In May 2006, Fraser was released from prison pending the outcome of his appeal. Shortly after fresh allegations about the case appeared in the press, prompting Arlene's family to call for Fraser to be returned to prison, though this did not happen. The case went to appeal in November 2007 with claims that the prosecution in the original case had withheld evidence, and that police officers had lied. In early December, Fraser was returned to prison pending the outcome of the appeal which was announced on 6 May 2008. The Lord Justice Clerk, Lord Gill, sitting with Lord Osborne and Lord Johnston refused the appeal. As he was led from court Fraser told waiting reporters "The fight will go on, as will the fight to get to the truth." In October of that year, he announced that he intended to apply for leave to appeal to the Privy Council in London, the hearing to take place in the High Court in Edinburgh. Leave to appeal to the Privy Council was refused. A further appeal in November 2009 contended that earlier appeal hearings were not fair under human rights legislation. That appeal too was refused in January 2010. There were no further routes of appeal in the Scottish Courts, and in May 2010, Fraser announced an intention to appeal in the Supreme Court in London having been given special leave to do so. In May 2011, Fraser won his appeal. Allowing it, the Supreme Court judges said in their deliberations: "The Supreme Court unanimously allows the appeal. It remits the case to a differently constituted Appeal Court to consider whether to grant authority for a new prosecution and then, having considered that point, to quash the conviction." The Crown Office immediately said it would seek to bring fresh proceedings against Fraser, whilst in a statement, Arlene Fraser's family said: "Today's decision by the Supreme Court is bitterly disappointing. We accept today's decision. However, we fully support the Crown's intention to seek authority to bring fresh proceedings against Nat Fraser for Arlene's murder."

==Second trial==
In 2012, Fraser went on trial again in the High Court in Edinburgh, before judge Lord Bracadale with advocate depute Alex Prentice leading for the prosecution. On 30 May, he was again found guilty by a majority verdict of Arlene's murder and sentenced to a minimum seventeen years imprisonment. Hector Dick again gave evidence against Fraser. John Scott, defending, said the case was "blighted by hindsight and assumption", and argued much of the Crown evidence was "unreliable". During cross-examination, Scott suggested that Dick had been responsible for the murder of Arlene Fraser, an allegation he denied.

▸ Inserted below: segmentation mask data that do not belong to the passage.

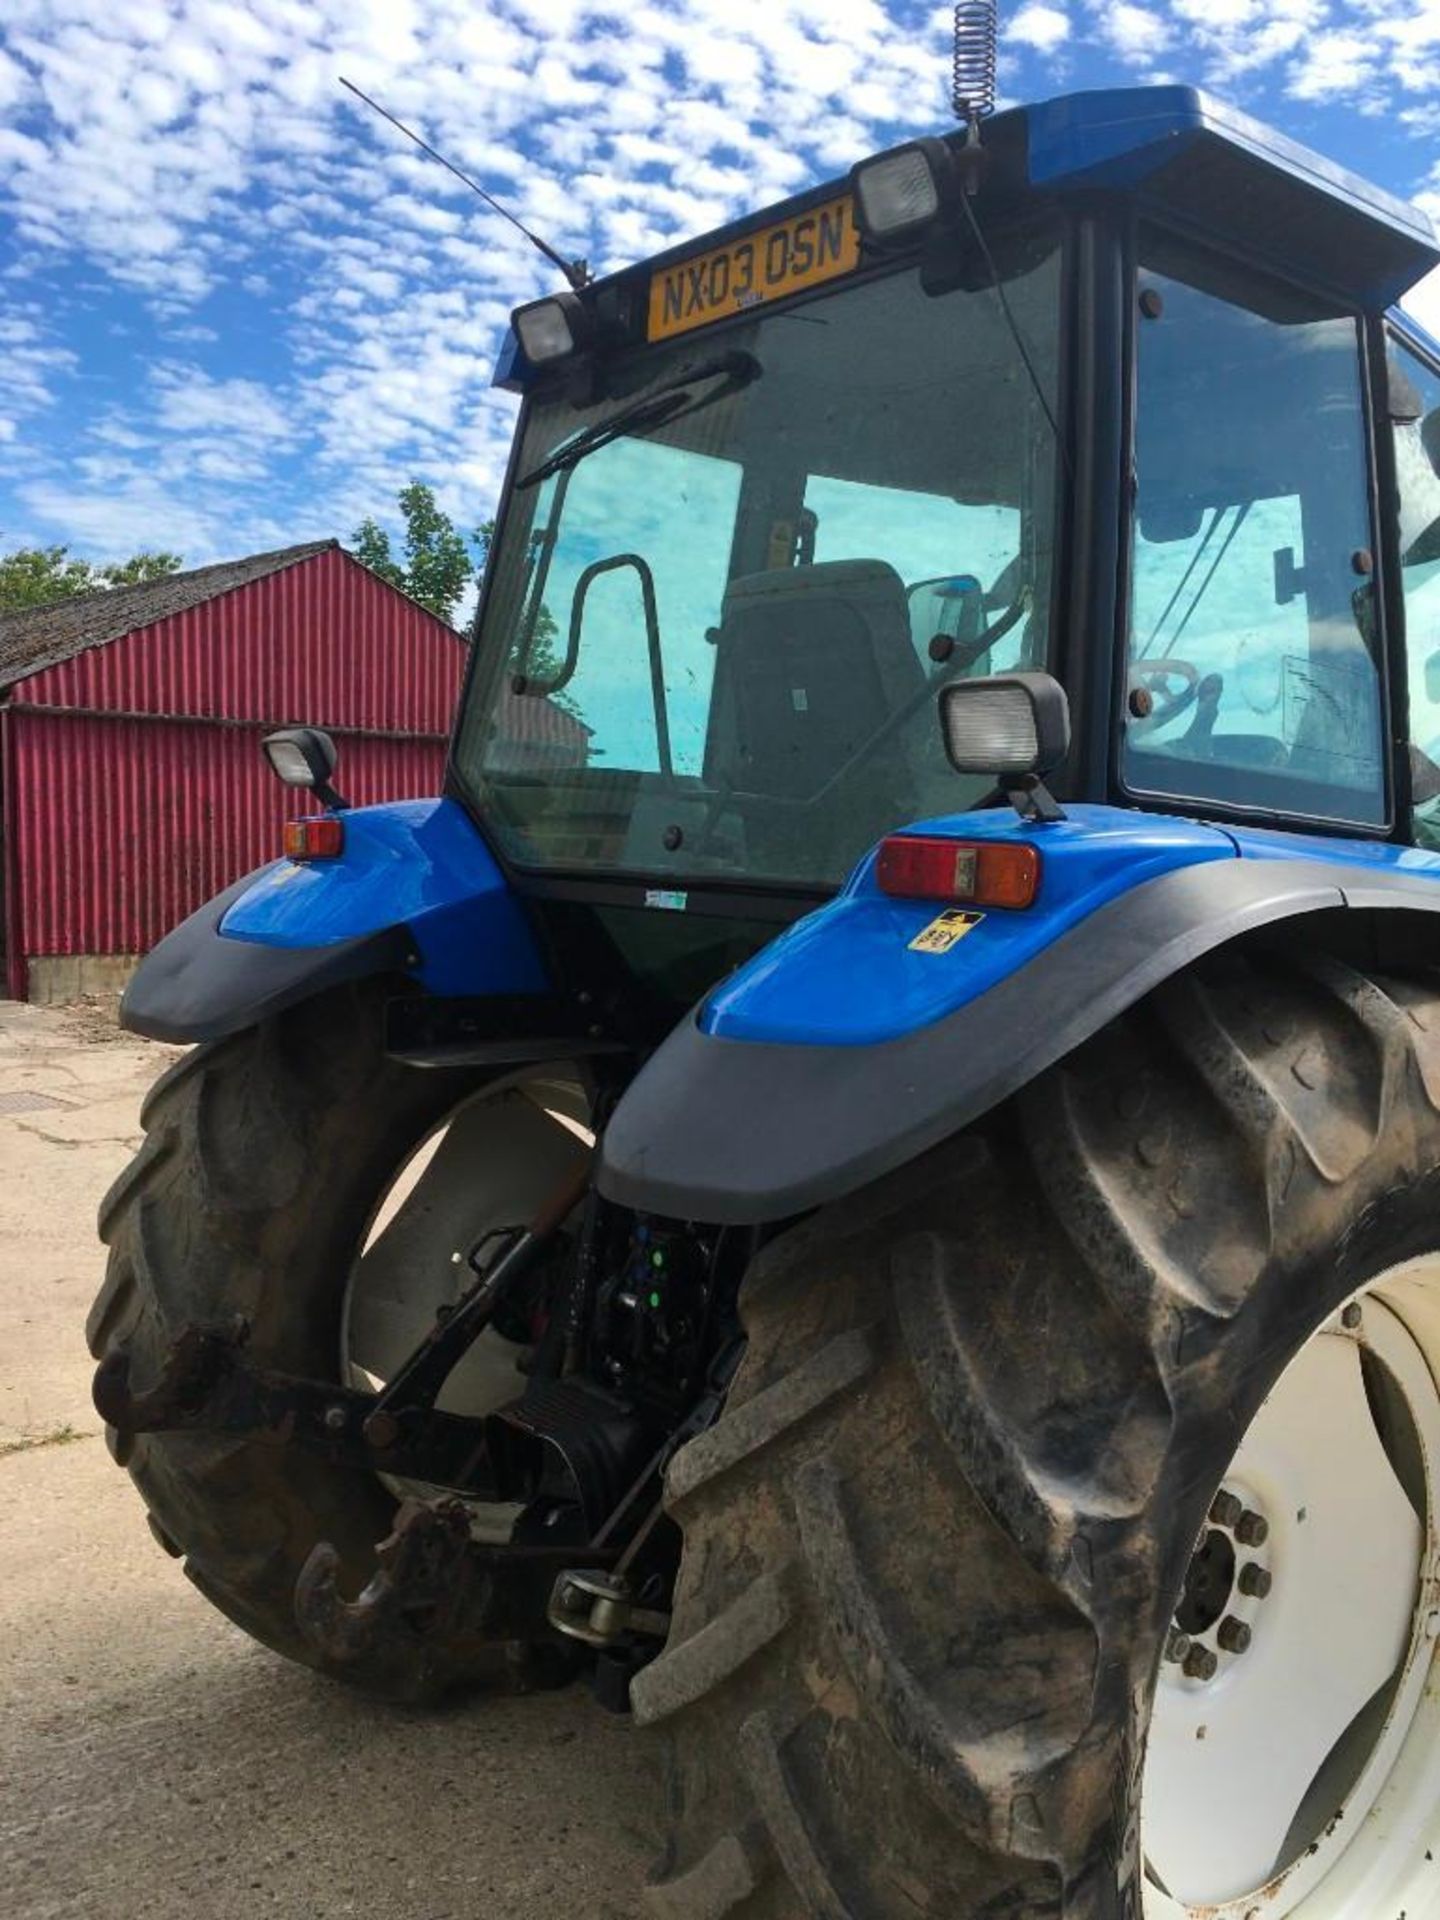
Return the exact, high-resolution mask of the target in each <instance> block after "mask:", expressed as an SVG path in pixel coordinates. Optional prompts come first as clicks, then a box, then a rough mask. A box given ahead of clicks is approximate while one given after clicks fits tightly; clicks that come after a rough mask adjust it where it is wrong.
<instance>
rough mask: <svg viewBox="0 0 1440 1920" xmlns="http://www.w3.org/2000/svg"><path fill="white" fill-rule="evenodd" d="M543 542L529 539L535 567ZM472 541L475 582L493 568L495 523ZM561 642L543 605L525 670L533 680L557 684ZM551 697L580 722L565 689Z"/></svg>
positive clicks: (483, 521) (555, 704)
mask: <svg viewBox="0 0 1440 1920" xmlns="http://www.w3.org/2000/svg"><path fill="white" fill-rule="evenodd" d="M541 538H543V536H541V534H532V538H530V559H532V563H534V553H536V547H538V545H540V541H541ZM470 540H472V543H474V549H476V555H478V559H476V566H474V572H476V578H482V576H484V570H486V566H488V564H490V549H492V545H493V541H495V522H493V520H482V522H480V526H476V530H474V534H472V536H470ZM559 641H561V630H559V626H557V624H555V614H553V612H551V611H549V607H545V605H543V603H541V607H540V612H538V614H536V632H534V634H532V636H530V659H528V668H526V670H528V674H530V678H532V680H555V676H557V674H559V670H561V664H563V660H561V645H559ZM549 697H551V699H553V701H555V705H557V707H563V708H564V710H566V712H568V714H572V716H574V718H576V720H578V718H580V708H578V707H576V703H574V699H572V697H570V695H568V693H566V691H564V687H561V691H559V693H551V695H549Z"/></svg>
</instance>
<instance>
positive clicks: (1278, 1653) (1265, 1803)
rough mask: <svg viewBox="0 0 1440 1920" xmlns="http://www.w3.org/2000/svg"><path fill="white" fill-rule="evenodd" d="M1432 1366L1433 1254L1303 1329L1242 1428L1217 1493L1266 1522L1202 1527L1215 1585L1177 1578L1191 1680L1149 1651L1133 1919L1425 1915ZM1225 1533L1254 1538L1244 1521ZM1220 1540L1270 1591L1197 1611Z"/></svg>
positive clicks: (1249, 1581) (1433, 1768)
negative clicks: (1135, 1890) (1388, 1447)
mask: <svg viewBox="0 0 1440 1920" xmlns="http://www.w3.org/2000/svg"><path fill="white" fill-rule="evenodd" d="M1356 1309H1359V1317H1357V1325H1352V1321H1356ZM1363 1354H1367V1356H1369V1359H1361V1356H1363ZM1377 1363H1379V1365H1377ZM1367 1369H1369V1377H1371V1380H1380V1382H1384V1388H1386V1392H1384V1394H1382V1398H1390V1400H1392V1402H1394V1400H1398V1404H1400V1405H1404V1415H1400V1419H1394V1417H1390V1419H1388V1421H1386V1425H1388V1428H1390V1430H1392V1440H1390V1450H1392V1453H1394V1455H1396V1459H1402V1455H1407V1461H1405V1465H1404V1469H1402V1471H1404V1473H1405V1475H1407V1478H1409V1482H1411V1490H1409V1494H1411V1496H1413V1498H1409V1496H1407V1494H1405V1488H1404V1486H1402V1478H1400V1473H1398V1471H1396V1465H1394V1461H1392V1457H1390V1453H1386V1448H1384V1444H1382V1440H1380V1434H1379V1430H1377V1421H1375V1415H1373V1411H1371V1398H1369V1394H1367V1388H1365V1371H1367ZM1438 1377H1440V1256H1425V1258H1423V1260H1415V1261H1407V1263H1405V1265H1402V1267H1396V1269H1392V1271H1390V1273H1384V1275H1380V1279H1377V1281H1373V1283H1371V1284H1369V1286H1367V1288H1363V1292H1361V1294H1357V1296H1356V1298H1354V1302H1350V1304H1348V1311H1342V1313H1336V1315H1334V1317H1332V1319H1331V1321H1327V1323H1325V1327H1321V1329H1317V1332H1315V1334H1313V1336H1311V1338H1309V1340H1308V1342H1306V1344H1304V1348H1302V1350H1300V1352H1298V1354H1296V1356H1294V1359H1292V1361H1290V1365H1288V1367H1286V1369H1284V1373H1283V1375H1281V1379H1279V1380H1277V1382H1275V1388H1273V1390H1271V1394H1269V1396H1267V1400H1265V1404H1263V1407H1261V1409H1260V1413H1258V1415H1256V1419H1254V1421H1252V1425H1250V1428H1248V1430H1246V1436H1244V1440H1242V1442H1240V1448H1238V1450H1236V1453H1235V1459H1233V1463H1231V1469H1229V1473H1227V1475H1225V1480H1223V1484H1221V1492H1223V1494H1225V1492H1229V1494H1235V1496H1238V1500H1240V1503H1242V1509H1244V1511H1246V1513H1250V1515H1261V1517H1263V1521H1267V1524H1269V1532H1267V1538H1265V1542H1263V1546H1258V1548H1254V1546H1252V1548H1244V1546H1242V1544H1240V1542H1236V1536H1235V1530H1233V1526H1227V1524H1212V1523H1208V1524H1206V1528H1204V1530H1202V1540H1204V1538H1206V1536H1210V1534H1221V1546H1219V1548H1215V1544H1213V1542H1210V1548H1208V1567H1210V1574H1212V1578H1210V1580H1206V1571H1204V1567H1200V1565H1196V1567H1194V1569H1192V1582H1190V1584H1187V1601H1185V1603H1183V1607H1181V1615H1183V1620H1185V1624H1188V1626H1190V1628H1194V1632H1192V1634H1190V1647H1196V1645H1198V1647H1202V1649H1204V1651H1202V1653H1200V1655H1194V1653H1192V1655H1190V1663H1192V1670H1190V1672H1187V1670H1185V1667H1183V1665H1179V1663H1177V1661H1175V1659H1173V1657H1167V1659H1165V1661H1164V1663H1162V1670H1160V1680H1158V1686H1156V1705H1154V1716H1152V1722H1150V1738H1148V1749H1146V1764H1144V1791H1142V1828H1140V1834H1142V1851H1144V1859H1146V1887H1144V1914H1146V1920H1198V1916H1200V1914H1204V1916H1206V1920H1284V1916H1290V1914H1294V1916H1296V1920H1300V1916H1304V1920H1377V1916H1379V1914H1386V1912H1392V1914H1400V1912H1404V1914H1405V1920H1421V1916H1440V1701H1438V1699H1436V1692H1438V1690H1436V1688H1432V1686H1428V1684H1427V1682H1430V1676H1432V1665H1434V1653H1436V1632H1438V1630H1440V1582H1438V1580H1436V1576H1438V1574H1440V1555H1438V1553H1436V1507H1438V1505H1440V1478H1438V1476H1440V1390H1436V1379H1438ZM1396 1432H1400V1434H1404V1440H1402V1444H1396V1438H1394V1434H1396ZM1417 1503H1419V1507H1421V1513H1419V1515H1417V1511H1415V1505H1417ZM1212 1511H1215V1509H1212ZM1219 1519H1221V1523H1223V1521H1227V1519H1229V1515H1227V1513H1223V1511H1221V1513H1219ZM1242 1526H1244V1528H1248V1530H1250V1534H1252V1538H1254V1521H1246V1523H1242ZM1225 1542H1229V1548H1231V1549H1235V1551H1236V1561H1238V1565H1236V1574H1238V1567H1242V1565H1254V1567H1258V1569H1260V1576H1261V1582H1260V1584H1263V1574H1269V1578H1271V1586H1269V1592H1267V1594H1263V1596H1261V1594H1260V1592H1240V1590H1238V1586H1231V1588H1229V1596H1227V1597H1225V1601H1223V1605H1221V1611H1219V1617H1217V1619H1213V1620H1212V1619H1210V1615H1212V1611H1213V1609H1215V1605H1217V1603H1219V1596H1221V1594H1225V1590H1227V1548H1225ZM1248 1582H1250V1584H1252V1586H1256V1584H1258V1582H1256V1574H1250V1576H1248ZM1227 1620H1229V1622H1238V1628H1236V1626H1225V1628H1223V1622H1227ZM1244 1628H1248V1630H1250V1636H1252V1638H1250V1644H1248V1645H1244V1644H1242V1642H1244V1632H1242V1630H1244ZM1225 1640H1229V1651H1227V1645H1225V1644H1223V1642H1225ZM1183 1645H1185V1642H1179V1644H1175V1645H1173V1647H1171V1653H1177V1651H1181V1649H1183ZM1210 1655H1213V1657H1215V1661H1217V1667H1215V1672H1213V1676H1212V1678H1206V1676H1204V1670H1206V1661H1208V1657H1210ZM1367 1703H1369V1715H1367V1716H1365V1718H1357V1716H1359V1715H1361V1709H1363V1707H1367ZM1346 1732H1348V1740H1342V1736H1346ZM1327 1761H1329V1766H1327V1768H1325V1772H1323V1774H1321V1766H1323V1763H1327Z"/></svg>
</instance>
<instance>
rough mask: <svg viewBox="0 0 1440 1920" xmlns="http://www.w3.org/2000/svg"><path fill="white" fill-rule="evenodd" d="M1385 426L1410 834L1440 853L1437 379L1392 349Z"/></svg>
mask: <svg viewBox="0 0 1440 1920" xmlns="http://www.w3.org/2000/svg"><path fill="white" fill-rule="evenodd" d="M1390 422H1392V432H1394V451H1396V484H1398V493H1400V582H1402V588H1404V593H1405V680H1407V693H1409V762H1411V828H1413V837H1415V841H1417V843H1419V845H1421V847H1432V849H1436V851H1440V372H1436V371H1434V369H1432V367H1428V365H1427V363H1425V361H1421V359H1419V357H1417V355H1415V353H1411V351H1409V348H1404V346H1400V342H1392V344H1390Z"/></svg>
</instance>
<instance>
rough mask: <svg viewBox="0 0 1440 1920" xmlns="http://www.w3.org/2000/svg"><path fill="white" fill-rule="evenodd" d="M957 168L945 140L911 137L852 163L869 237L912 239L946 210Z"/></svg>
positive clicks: (855, 187)
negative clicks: (871, 157)
mask: <svg viewBox="0 0 1440 1920" xmlns="http://www.w3.org/2000/svg"><path fill="white" fill-rule="evenodd" d="M950 173H952V163H950V150H948V148H947V144H945V142H943V140H910V142H906V146H895V148H891V152H889V154H877V156H876V157H874V159H862V161H860V163H858V165H856V167H852V169H851V184H852V188H854V219H856V225H858V228H860V232H862V234H864V236H866V238H868V240H885V242H891V244H893V242H897V240H908V238H910V236H912V234H918V232H920V230H922V227H929V223H931V221H933V219H935V215H937V213H939V211H941V204H943V200H945V186H947V182H948V177H950Z"/></svg>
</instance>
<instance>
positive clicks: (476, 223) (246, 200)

Following the verdict, Lord Bracadale told Fraser: "The evidence indicated that at some point you arranged for someone to kill your wife, Arlene, and dispose of her body. Thus you instigated in cold blood the pre-meditated murder of your wife and mother of your children, then aged 10 and five years. The murder and disposal of the body must have been carried out with ruthless efficiency, for there is not a trace of Arlene Fraser from that day to this and her bereft family continue to live with no satisfactory knowledge of what happened to her remains".

==Television documentary==
The second trial was the subject of a television documentary "The Murder Trial", which was shown on Channel 4 on 9 July 2013, only the second time that footage from a British murder trial was broadcast on television. The documentary won the award for the best single documentary at the 2014 British Academy Television Awards.

==2013 appeal==
In October 2013 an appeal against conviction by Fraser was refused.